The specific work which the driver was bound to perform under this arrangement, and when it was to be performed, was determined, not by the driver, but by the company's dispatcher, who indicated, under the system adopted by the company, which driver was to undertake the transportation of a particular passenger. It is a reasonable inference, to be drawn from the general *82 situation disclosed by the testimony, that if this direction of the dispatcher were disobeyed, or the service refused, either at the time or by the means the company desired, the company would be in a position to exercise its right of discharging the driver. The same result would doubtless have followed if the driver had performed his duties at some time or in a way or by means which the company did not approve; for example, if the company had contracted with a passenger for transportation at nine o'clock, and the driver refused to carry him till ten o'clock; or if, instead of a taxicab, the driver offered transportation by saddle horse or buggy, or if the driver had insisted upon charging the passenger a price other than that fixed by the company, or had failed to make proper return of fares collected. This right of discharge was obviously necessary to the successful conduct of the business which the company was obligating itself to conduct, and points strongly to the relation of employer and employed. Moreover, the method of determining the driver's compensation for the services he rendered, whether by fixed wages, or commissions, and whether computed by the day or the job, is not of controlling importance; nor is the fact that the driver used his own automobile, maintained by himself, in performing his work. Aisenberg v. Adams Co.,Inc., 95 Conn. 419, 423, 111 A. 591.

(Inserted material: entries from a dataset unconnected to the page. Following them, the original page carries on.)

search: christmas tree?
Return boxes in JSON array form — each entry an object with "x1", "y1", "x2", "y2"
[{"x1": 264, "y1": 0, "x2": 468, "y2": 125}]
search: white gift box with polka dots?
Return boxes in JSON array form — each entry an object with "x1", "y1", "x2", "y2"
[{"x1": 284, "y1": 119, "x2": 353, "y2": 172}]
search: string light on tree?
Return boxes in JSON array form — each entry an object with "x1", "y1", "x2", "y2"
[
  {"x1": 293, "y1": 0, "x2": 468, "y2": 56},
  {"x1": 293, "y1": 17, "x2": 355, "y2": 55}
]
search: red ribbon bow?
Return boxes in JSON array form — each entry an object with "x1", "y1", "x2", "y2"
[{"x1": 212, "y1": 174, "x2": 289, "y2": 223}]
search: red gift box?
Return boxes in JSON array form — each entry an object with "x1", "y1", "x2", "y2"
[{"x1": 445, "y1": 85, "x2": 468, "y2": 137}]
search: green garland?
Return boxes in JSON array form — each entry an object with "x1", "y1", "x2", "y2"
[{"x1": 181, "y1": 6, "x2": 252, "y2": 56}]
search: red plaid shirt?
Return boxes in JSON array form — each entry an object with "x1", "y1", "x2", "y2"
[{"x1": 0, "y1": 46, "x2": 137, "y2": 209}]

We think it clear that the general control of the work being done by Santors, at the time of the collision, was with the company.

The facts in the case before us differentiate it from that of Peer v. Babcock, 230 N.Y. 106, 129 N.E. 224, cited by the appellant (defendant). In that case, the men who delivered coal for the company were free to make deliveries at their own pleasure, were not subject to the direction of the company in respect to the *83 time they should work, nor the manner in which the work should be accomplished. They were at liberty to work for whomsoever they pleased and for such length of time as suited them. They came to the coalyard at such times as they were not otherwise employed and were disposed to work, and they only worked for such length of time as they desired. Likewise, it is possible, we think, to differentiate the cases of Dressler v. McArdle, 85 Misc. 444,147 N.Y.S. 821; Burns v. Michigan Paint Co., 152 Mich. 613,116 N.W. 182, and Charles v. Barrett, 233 N.Y. 127,135 N.E. 199 — the conclusions reached by the courts in those cases differing, not in the recognized principles of law, but because of the differing facts to which the principles were applied.

For the reasons given, the action of the court in refusing to set aside the verdict for the plaintiff and grant a new trial, is sustained.

There is no error.

In this opinion the other judges concurred.